In the 1980s, the humanoid robot race was picking up.
Japan’s Waseda University created the WABOT-2, which could read a musical score and play it back on a keyboard. Hitachi built its WHL-11 – a biped robot that could walk on a flat surface at 13 seconds per step.
And in 1988, in Richland, Washington, a team at Pacific Northwest National Laboratories (PNNL) made a mannequin robot named, well, "Manny."
The full-scale anthropomorphic robot had 42 articulated joints and degrees of freedom. And Manny’s job? To test the shielding clothing used in hazardous environments.
Sponsored by the U.S. Army’s Dugway Proving Ground in Dugway, Utah, the PNNL researchers used the mannequin to simulate as many motions as a firefighter or other typical protective-gear wearer would go through, including crawling, turning the head, and stepping forward.
Manny had a four-inch square shaft coming out of its back. The support arm helped the mannequin simulate motions like walking, bending, and squatting.
The advanced model resembled the human body in many ways, including in its size. Manny had a flexible plastic skin and an artificial respiratory system. By expanding and contracting the chest and injecting moist air at the noise and mouth, the robot could inhale and exhale.
Manny could even sweat. Perspiration was simulated by using narrow tubes to inject water at places on the skin surface.
Gordon Anderson, one of the original engineers on the “Manny” project, oversaw all of the computers and electronics required to control the different joints in the robot’s body. Anderson spoke with Tech Briefs about his time making Manny.
Tech Briefs: What was the inspiration behind the Manny project?
Gordon Anderson: The goal was to test protective clothing that you would use in some kind of a hazardous environment.
You may have seen a protective clothing test before where they dress mannequins in fire suits and shoot them with a flamethrower. The trouble with those kinds of tests, though, are that they’re static mannequins and they don’t do a good job of really testing where these suits might fail.
The idea with Manny is you can dress the mannequin in protective clothing and put sensors on his body. Then, you can expose the sensors to chemicals and fire, and find out where this suit has failure. And you can have the mannequin move in a lifelike way.
Tech Briefs: What did Manny look like?
Gordon Anderson: All of the sensor leads and hydraulics cylinders that operated the mannequin came out back to an electronics array that was used to run everything, including control valves and computers.

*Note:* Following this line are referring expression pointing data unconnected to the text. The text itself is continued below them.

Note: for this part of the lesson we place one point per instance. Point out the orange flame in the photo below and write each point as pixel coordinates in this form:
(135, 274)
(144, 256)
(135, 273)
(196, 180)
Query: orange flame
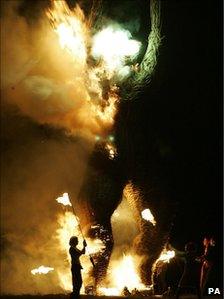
(64, 200)
(147, 215)
(42, 270)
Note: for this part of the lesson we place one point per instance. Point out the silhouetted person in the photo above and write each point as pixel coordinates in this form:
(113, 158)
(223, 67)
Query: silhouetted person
(190, 279)
(76, 266)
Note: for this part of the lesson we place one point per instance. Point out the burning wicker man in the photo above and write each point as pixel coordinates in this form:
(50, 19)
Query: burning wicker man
(76, 267)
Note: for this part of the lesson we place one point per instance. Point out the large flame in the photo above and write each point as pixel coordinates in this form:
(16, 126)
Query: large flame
(105, 46)
(42, 270)
(101, 63)
(64, 200)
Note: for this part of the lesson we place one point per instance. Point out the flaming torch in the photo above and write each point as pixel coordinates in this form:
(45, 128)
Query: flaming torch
(65, 201)
(41, 270)
(147, 215)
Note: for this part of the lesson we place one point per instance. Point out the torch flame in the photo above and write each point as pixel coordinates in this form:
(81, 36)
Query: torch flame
(147, 215)
(123, 273)
(64, 200)
(42, 270)
(166, 256)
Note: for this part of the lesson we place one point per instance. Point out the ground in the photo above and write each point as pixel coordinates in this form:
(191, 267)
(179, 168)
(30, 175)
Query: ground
(64, 296)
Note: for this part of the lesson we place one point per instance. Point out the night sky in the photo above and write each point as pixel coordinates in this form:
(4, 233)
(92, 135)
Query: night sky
(178, 118)
(170, 137)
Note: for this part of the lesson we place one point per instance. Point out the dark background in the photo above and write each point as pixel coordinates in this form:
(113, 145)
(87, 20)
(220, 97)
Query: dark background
(175, 127)
(170, 137)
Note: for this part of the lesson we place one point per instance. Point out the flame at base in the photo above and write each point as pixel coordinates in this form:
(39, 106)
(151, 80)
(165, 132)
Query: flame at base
(42, 270)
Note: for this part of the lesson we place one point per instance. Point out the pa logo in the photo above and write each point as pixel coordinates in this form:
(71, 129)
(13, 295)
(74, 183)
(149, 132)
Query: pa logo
(214, 291)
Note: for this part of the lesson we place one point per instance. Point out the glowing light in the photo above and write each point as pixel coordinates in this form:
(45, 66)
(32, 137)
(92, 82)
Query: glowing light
(147, 215)
(109, 291)
(113, 45)
(111, 150)
(64, 200)
(69, 226)
(42, 270)
(123, 273)
(70, 28)
(111, 138)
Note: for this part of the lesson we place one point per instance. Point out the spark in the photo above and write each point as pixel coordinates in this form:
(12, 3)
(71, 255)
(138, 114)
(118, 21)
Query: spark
(42, 270)
(147, 215)
(166, 256)
(64, 200)
(111, 149)
(105, 46)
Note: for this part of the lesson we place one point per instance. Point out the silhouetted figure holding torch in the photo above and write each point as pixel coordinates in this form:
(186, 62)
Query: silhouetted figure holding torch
(76, 266)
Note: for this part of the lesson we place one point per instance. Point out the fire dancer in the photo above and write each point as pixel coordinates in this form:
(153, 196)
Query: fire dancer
(76, 266)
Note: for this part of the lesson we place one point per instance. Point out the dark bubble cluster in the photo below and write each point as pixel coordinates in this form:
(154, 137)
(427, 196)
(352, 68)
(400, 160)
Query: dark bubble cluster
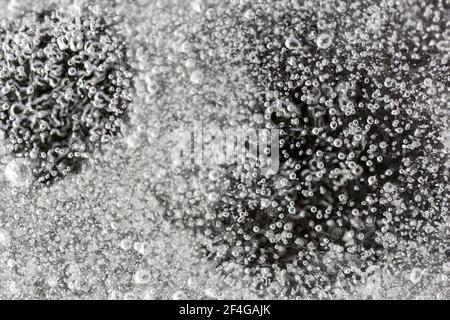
(65, 87)
(360, 94)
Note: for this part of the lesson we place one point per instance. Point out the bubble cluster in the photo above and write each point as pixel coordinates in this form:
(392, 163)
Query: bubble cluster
(363, 164)
(65, 87)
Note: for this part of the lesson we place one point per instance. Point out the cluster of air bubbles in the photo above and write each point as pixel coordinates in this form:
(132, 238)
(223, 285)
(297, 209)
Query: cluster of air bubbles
(65, 89)
(364, 168)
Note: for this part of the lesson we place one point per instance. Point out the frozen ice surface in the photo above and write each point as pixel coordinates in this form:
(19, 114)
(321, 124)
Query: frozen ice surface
(130, 226)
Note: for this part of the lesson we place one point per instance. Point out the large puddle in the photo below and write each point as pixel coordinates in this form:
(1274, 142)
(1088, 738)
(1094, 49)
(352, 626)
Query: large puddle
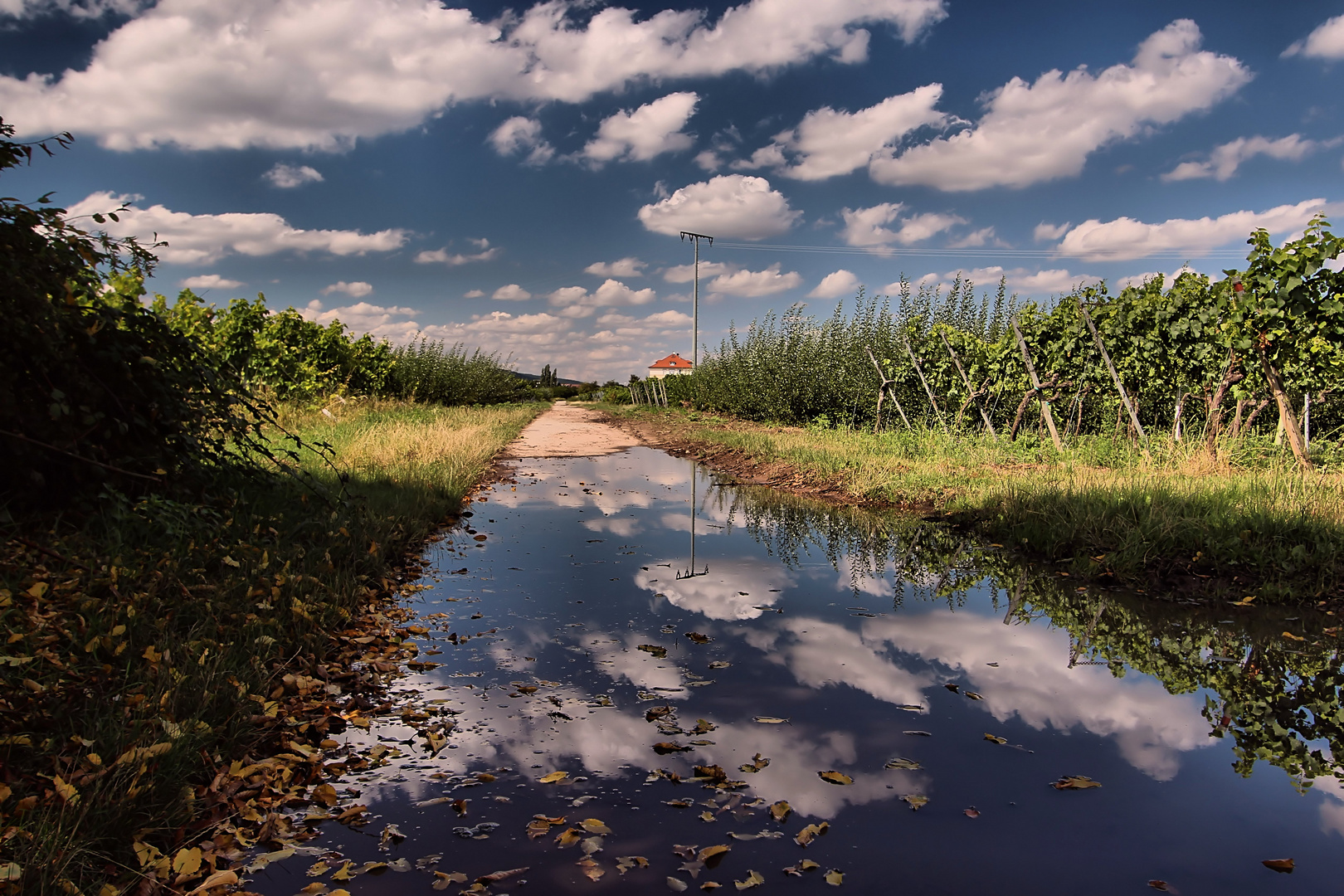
(913, 699)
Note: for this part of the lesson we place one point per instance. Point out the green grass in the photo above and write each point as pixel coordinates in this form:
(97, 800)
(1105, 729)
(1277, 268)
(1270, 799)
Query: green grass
(162, 622)
(1246, 522)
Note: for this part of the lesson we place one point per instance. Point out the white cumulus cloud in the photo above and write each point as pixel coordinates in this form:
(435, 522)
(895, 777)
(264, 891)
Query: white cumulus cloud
(728, 206)
(835, 285)
(210, 281)
(650, 130)
(522, 134)
(453, 260)
(867, 227)
(1326, 42)
(1226, 158)
(754, 284)
(1043, 130)
(290, 176)
(830, 143)
(1127, 238)
(203, 240)
(622, 268)
(358, 289)
(511, 293)
(324, 73)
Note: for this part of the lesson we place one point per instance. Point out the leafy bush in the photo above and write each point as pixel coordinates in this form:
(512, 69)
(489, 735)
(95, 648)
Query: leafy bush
(95, 387)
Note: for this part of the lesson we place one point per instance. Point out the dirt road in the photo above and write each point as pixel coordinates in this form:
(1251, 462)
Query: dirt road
(569, 430)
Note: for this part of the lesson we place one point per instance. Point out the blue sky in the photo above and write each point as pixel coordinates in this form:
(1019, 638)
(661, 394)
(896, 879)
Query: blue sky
(514, 176)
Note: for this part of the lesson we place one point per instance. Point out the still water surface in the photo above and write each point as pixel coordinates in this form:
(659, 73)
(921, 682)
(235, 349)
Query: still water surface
(874, 642)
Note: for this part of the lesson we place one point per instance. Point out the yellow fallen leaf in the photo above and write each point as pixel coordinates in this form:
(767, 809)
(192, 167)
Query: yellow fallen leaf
(218, 879)
(754, 879)
(187, 861)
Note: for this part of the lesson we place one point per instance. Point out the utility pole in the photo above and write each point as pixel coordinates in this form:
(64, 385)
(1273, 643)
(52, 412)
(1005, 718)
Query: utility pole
(695, 299)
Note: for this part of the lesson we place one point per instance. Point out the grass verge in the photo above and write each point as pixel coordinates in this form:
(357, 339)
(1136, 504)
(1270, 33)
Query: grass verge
(1248, 524)
(171, 670)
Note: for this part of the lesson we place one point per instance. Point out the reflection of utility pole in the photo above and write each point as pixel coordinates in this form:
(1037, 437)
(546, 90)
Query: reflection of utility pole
(695, 304)
(691, 571)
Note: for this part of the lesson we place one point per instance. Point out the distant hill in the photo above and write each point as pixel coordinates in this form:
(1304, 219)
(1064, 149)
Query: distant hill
(537, 377)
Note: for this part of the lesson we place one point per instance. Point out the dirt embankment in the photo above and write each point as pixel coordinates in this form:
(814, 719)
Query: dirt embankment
(683, 438)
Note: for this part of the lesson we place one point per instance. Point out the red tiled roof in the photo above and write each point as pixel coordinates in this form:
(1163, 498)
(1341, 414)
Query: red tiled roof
(672, 360)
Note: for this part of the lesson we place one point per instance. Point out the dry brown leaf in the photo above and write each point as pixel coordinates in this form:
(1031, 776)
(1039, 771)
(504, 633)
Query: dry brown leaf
(1074, 782)
(754, 879)
(710, 852)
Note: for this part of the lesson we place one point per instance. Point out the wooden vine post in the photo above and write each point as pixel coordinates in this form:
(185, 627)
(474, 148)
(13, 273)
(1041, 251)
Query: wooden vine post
(971, 388)
(1114, 377)
(928, 391)
(1035, 384)
(880, 391)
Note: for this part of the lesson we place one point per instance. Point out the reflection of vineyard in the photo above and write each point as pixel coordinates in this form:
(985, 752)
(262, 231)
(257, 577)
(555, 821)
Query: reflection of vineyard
(1276, 680)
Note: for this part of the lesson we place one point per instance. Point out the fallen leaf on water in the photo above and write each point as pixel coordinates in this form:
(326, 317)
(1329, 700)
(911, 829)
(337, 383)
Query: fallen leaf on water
(218, 879)
(757, 763)
(626, 863)
(754, 879)
(811, 833)
(592, 869)
(665, 747)
(710, 852)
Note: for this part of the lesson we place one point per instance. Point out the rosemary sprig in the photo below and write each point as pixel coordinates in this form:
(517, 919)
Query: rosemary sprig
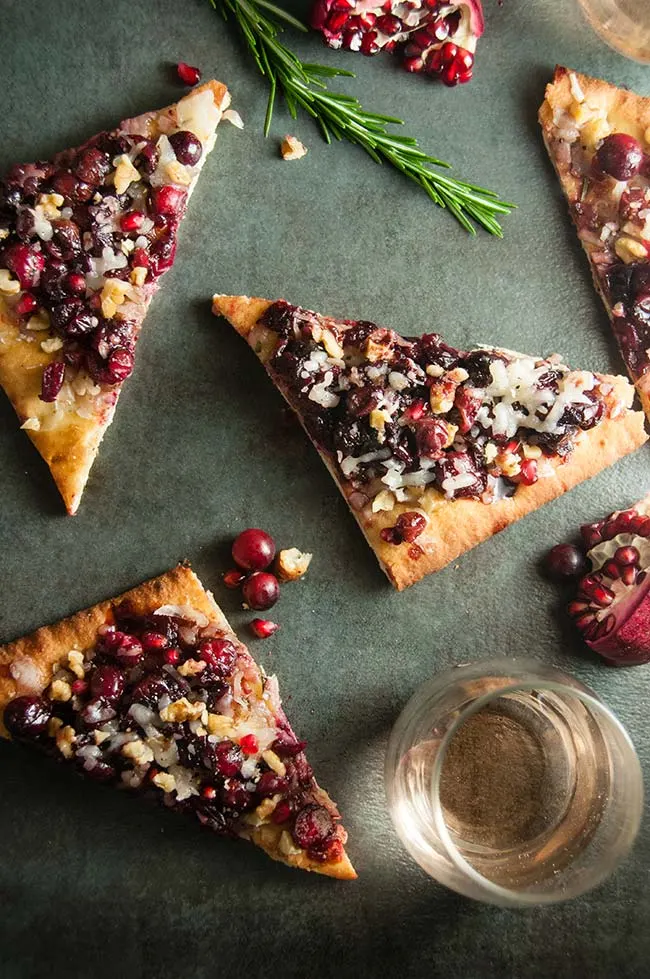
(303, 86)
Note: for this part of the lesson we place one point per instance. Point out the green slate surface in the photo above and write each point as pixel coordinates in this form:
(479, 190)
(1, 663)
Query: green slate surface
(94, 883)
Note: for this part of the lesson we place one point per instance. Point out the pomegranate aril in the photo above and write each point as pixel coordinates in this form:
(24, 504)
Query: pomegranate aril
(52, 381)
(132, 221)
(188, 74)
(263, 628)
(249, 744)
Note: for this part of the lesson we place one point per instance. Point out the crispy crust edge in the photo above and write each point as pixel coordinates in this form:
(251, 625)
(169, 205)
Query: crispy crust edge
(49, 646)
(70, 448)
(635, 109)
(454, 527)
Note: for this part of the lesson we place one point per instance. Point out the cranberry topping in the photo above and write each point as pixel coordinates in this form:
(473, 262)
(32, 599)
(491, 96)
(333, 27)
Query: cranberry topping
(261, 590)
(620, 156)
(188, 74)
(27, 717)
(253, 550)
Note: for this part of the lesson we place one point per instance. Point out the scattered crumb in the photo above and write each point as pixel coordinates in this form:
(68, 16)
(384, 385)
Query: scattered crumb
(292, 149)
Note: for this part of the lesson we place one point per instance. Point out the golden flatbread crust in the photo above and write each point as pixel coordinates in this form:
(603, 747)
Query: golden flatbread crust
(27, 664)
(455, 526)
(67, 441)
(626, 112)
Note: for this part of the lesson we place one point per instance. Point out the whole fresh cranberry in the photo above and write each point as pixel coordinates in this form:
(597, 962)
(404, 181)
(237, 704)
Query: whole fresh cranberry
(261, 590)
(220, 654)
(168, 199)
(187, 147)
(253, 549)
(107, 682)
(565, 561)
(27, 717)
(620, 156)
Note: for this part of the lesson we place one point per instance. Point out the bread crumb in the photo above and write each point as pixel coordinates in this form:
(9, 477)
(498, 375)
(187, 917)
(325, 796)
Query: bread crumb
(292, 149)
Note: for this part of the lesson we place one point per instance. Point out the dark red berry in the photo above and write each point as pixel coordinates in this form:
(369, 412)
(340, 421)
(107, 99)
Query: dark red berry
(188, 74)
(620, 156)
(565, 561)
(261, 590)
(187, 147)
(27, 717)
(253, 549)
(52, 381)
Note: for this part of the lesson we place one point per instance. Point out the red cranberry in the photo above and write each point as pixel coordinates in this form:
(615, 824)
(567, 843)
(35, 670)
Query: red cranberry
(27, 304)
(220, 654)
(261, 590)
(313, 826)
(119, 366)
(168, 199)
(565, 561)
(253, 549)
(233, 578)
(26, 264)
(188, 74)
(52, 381)
(263, 628)
(132, 221)
(107, 682)
(187, 147)
(620, 156)
(249, 744)
(75, 283)
(153, 641)
(92, 166)
(27, 717)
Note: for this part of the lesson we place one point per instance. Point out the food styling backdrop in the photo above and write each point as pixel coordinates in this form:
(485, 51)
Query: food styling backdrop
(94, 883)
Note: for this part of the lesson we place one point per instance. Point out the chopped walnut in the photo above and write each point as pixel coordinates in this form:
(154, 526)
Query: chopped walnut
(292, 149)
(275, 764)
(182, 710)
(64, 740)
(138, 752)
(164, 781)
(220, 725)
(60, 690)
(76, 663)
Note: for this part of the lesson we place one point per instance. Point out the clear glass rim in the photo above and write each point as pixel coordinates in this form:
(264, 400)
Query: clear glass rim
(505, 894)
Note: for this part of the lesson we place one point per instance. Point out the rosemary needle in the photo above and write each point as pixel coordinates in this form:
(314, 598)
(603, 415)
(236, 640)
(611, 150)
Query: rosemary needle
(304, 86)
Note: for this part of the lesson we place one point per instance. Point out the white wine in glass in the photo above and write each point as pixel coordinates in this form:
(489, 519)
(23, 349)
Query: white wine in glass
(623, 24)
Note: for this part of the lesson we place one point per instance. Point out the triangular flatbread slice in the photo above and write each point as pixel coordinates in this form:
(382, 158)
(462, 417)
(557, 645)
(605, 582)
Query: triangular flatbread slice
(583, 120)
(84, 239)
(153, 692)
(435, 449)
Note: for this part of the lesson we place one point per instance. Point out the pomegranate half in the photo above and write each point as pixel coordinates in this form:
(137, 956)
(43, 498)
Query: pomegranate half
(612, 607)
(432, 36)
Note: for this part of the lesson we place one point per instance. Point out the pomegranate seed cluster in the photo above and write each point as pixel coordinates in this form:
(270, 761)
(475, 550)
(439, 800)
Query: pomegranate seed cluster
(170, 706)
(83, 241)
(397, 416)
(612, 215)
(253, 552)
(612, 605)
(435, 37)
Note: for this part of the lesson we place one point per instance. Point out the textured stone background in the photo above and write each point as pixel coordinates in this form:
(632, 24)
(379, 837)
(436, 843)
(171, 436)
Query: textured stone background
(94, 884)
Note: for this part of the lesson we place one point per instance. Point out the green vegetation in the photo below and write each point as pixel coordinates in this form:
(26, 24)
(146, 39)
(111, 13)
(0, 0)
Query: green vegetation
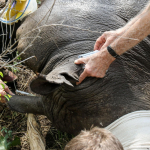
(7, 141)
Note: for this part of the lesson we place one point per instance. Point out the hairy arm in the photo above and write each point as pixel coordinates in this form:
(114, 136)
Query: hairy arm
(120, 40)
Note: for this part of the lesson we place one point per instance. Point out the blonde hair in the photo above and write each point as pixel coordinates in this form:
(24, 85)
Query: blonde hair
(95, 139)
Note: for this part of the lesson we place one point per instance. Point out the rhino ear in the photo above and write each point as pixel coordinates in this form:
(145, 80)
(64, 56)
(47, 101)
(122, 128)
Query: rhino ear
(42, 86)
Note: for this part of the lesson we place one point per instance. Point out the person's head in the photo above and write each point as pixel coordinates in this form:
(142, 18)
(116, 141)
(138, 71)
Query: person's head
(95, 139)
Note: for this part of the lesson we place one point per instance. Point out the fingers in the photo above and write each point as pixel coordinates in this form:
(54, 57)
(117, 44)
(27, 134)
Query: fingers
(82, 77)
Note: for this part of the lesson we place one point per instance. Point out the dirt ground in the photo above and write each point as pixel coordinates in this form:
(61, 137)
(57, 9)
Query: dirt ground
(17, 122)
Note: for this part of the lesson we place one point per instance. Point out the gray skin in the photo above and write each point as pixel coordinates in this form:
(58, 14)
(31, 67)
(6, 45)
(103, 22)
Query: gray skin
(98, 102)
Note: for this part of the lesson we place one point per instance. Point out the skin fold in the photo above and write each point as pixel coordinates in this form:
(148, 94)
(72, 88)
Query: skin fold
(56, 42)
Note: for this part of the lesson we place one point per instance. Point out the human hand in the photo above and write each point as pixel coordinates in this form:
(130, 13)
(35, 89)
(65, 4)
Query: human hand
(107, 38)
(3, 91)
(96, 65)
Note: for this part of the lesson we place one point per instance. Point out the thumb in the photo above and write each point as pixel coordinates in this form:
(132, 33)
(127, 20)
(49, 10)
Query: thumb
(79, 61)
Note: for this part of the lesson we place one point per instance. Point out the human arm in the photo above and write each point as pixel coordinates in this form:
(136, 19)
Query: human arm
(130, 35)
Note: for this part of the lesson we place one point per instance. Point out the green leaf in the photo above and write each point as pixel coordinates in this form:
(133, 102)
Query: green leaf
(3, 86)
(1, 74)
(6, 97)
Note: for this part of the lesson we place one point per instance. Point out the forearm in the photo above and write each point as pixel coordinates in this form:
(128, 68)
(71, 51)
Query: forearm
(137, 32)
(136, 18)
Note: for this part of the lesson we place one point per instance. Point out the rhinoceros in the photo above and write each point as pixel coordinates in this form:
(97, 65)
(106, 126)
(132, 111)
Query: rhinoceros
(56, 34)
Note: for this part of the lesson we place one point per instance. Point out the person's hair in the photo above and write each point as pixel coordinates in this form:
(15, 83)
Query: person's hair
(95, 139)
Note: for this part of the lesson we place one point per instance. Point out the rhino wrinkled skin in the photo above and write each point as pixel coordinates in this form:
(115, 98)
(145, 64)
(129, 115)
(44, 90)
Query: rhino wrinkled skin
(69, 29)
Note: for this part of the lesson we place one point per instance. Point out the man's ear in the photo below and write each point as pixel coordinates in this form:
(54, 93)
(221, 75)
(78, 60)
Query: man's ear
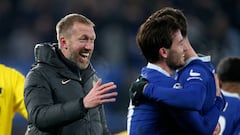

There were roughly 40 articulated joints, and each of those joints had a computer that was responsible for just controlling its positions. These 40 computers talked to an intermediate “traffic cop” computer that then sent the information to a higher-level computer that took care of all the controls to make it do various types of motions like walking.
Tech Briefs: What actions were most important to simulate?
Gordon Anderson: A firefighter may be crawling in to a building, so we had to be able to simulate crawling-type motions. You may have to lift things up or raise things above your head. We tried to simulate as many motions as a person would go through wearing protective clothing.
Tech Briefs: How did you feel as you were developing Manny in 1988?
Gordon Anderson: The project gave you huge respect for the human body — the range of motion, the complexity of the joints. Things get challenging from a mechanical-engineering perspective because your body is an amazing device in terms of all the joints.
Tech Briefs: What were some of your biggest design challenges?
Gordon Anderson: For all of our control electronics, probably our biggest challenge was establishing reliable communication between all the computers that needed to send information back and forth. The electronics were larger in volume than the robot itself was.
You’d go through a process we call debugging. You’d write test programs and you’d let it run all night. In our case, we’d exercise the communications in kind of a stress test. We’d be sending a lot more data back and forth than we were going to need to when we’d actually run the robot.
Let’s say we wanted the mannequin to walk. We would have to develop all of the motions for all the different limbs, then write a scripting language that we could send to the mannequin’s computers. We had 40 computers, one on each joint, and they all had to operate in a synchronized way to control all these joints.
Tech Briefs: Any good stories?
Gordon Anderson: One day in the lab, when we were just goofing around, we had Manny hold a Nerf ball in his hand and drop it and kick it in a trash can that was a few feet away. It took us a few tries to get it, but it was part of the fun of having everything working. We could do stunts like that.
Tech Briefs: How does Manny compare to today’s humanoid robots?
Gordon Anderson: By today’s standards, it’s pretty crude. There are so many advancements that have been made in high-speed actuators, and the electronics and computer advancements are just mind blowing. You have much more computational power. What we had in a card that was probably 4x6 with electronics could all be put in the actual joints today quite easily.
Our objective then wasn’t to try to make it walk. If [the U.S. Army’s Dugway Proving Ground] would’ve came to me in the 1980s and said we had to make this thing walk, I would’ve said, “Good luck with that.” But today they’re doing that.